Commanders and leaders
- Dom Luís Freire de Andrade Dom Francisco de Mascarenhas: Nizam Ul-Mulk Shah of Ahmadnagar

Strength
- 2,000 soldiers 200–300 militia: 120,000 men 38,000 cavalry; 370 war elephants ; 38 heavy bombards

Casualties and losses
- 400+ Portuguese soldiers, unknown number of Hindu auxiliaries and civilians.: 7,000+ killed, heavy material losses

= Siege of Chaul (1570–1571) =

Historical conflict in Maharashtra, India

The siege of Chaul was a military operation undertaken by the Ahmadnagar Sultanate against the Portuguese city of Chaul in the Maharashtra, India, between December 1570 and July 1571. Chaul was not walled at the time, but after a harsh seven-month siege the Portuguese repelled the attackers in what was one of the hardest ordeals they faced India.

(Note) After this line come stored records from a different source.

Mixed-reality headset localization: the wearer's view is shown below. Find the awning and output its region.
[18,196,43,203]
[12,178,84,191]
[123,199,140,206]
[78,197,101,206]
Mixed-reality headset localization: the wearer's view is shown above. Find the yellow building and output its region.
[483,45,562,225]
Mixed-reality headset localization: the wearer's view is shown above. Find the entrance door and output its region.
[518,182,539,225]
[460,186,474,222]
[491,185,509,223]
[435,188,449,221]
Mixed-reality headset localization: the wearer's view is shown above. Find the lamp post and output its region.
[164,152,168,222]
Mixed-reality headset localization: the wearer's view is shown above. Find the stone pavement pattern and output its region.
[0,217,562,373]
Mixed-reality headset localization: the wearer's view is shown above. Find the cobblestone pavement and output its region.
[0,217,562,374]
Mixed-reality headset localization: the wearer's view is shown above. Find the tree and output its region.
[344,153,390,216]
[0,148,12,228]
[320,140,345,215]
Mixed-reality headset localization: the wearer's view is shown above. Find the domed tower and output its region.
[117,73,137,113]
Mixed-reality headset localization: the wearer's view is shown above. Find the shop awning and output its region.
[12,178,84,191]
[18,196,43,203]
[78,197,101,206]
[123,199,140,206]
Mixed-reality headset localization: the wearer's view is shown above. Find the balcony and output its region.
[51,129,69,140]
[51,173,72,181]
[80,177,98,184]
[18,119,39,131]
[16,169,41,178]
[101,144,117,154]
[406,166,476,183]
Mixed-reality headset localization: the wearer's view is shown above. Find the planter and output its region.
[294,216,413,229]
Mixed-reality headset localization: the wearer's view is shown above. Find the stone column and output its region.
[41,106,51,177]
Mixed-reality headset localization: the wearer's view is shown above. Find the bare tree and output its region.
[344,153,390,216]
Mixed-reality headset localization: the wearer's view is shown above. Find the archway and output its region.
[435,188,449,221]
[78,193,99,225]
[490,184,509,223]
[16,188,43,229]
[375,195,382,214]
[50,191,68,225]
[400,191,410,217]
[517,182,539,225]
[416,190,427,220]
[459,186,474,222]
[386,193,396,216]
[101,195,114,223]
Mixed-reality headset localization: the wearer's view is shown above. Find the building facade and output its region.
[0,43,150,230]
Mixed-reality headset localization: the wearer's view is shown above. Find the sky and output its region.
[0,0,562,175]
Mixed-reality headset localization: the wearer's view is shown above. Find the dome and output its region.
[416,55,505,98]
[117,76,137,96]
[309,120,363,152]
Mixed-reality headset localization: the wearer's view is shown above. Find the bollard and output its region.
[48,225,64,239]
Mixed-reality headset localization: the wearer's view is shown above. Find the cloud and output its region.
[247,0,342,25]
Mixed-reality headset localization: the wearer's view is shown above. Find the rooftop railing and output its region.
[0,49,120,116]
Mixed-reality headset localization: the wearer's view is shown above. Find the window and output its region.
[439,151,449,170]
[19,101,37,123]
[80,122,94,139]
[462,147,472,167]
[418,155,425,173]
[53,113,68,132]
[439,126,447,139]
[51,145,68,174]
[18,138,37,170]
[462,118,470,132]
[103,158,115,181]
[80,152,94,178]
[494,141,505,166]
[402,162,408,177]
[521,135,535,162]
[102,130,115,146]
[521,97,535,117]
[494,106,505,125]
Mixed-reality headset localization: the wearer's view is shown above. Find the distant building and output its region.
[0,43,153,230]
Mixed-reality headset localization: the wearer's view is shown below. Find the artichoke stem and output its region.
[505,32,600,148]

Portuguese success in this siege drew the attention of 20th-century scholars owing to the tactics employed.

== Background ==
The Sultanate of Ahmadnagar was an Indian state located on the Deccan Plateau that had authorised the Portuguese governor of India Diogo Lopes de Sequeira to found a fortress and city at Chaul. Thus, the Portuguese secured at Chaul a supply of raw cotton, the manufacture of cotton fabrics and their export. The Nizam ul-Mulk of Ahmadnagar, known as Nizamaluco among the Portuguese, had maintained good relations with the Portuguese State of India and paid Portugal a tribute of 7,000 pardaus in exchange for help fighting piracy, but in the mid-16th century he joined an alliance of Islamic sultanates which, at the Battle of Talikota, inflicted a heavy defeat on the great Hindu Vijayanagara Empire, itself a major partner of the Portuguese. After the death of Rama Raya, Nizamaluco and his allies turned on the Portuguese. The Sultan of Bijapur, known as Hidalcão attacked Goa, and Nizamaluco attacked Chaul, disregarding all the trade and friendship treaties he had signed with the Portuguese until then.

Around 2,000 Portuguese lived in Chaul, trading with Mozambique, the Persian Gulf, China and Manila. In addition, hundreds of dhows anchored in Chaul every year between December and March, mainly from the Malabar Coast but also from the Middle East and Gujarat. In addition to the buildings necessary for the administration, justice and defence of the port, the city had a hospital, a Misericórdia (charity), several churches and five monasteries, belonging to the Franciscans, Dominicans, Augustinians, Jesuits and Capuchins. Its most important and influential inhabitants also had stately homes.

===Portuguese preparations===
Although protected by a small fort built near the shoreline in 1521, the city of Chaul was not fortified. The Portuguese were prevented by a 1558 treaty from walling the city. The garrison of Chaul numbered 50 horsemen and about 250 foot soldiers. Just as the threat of a siege became evident, the captain of the city, Dom Luís Freire de Andrade ordered the evacuation of women, children, and elderly to Goa and barricades be set up in the main streets with artillery.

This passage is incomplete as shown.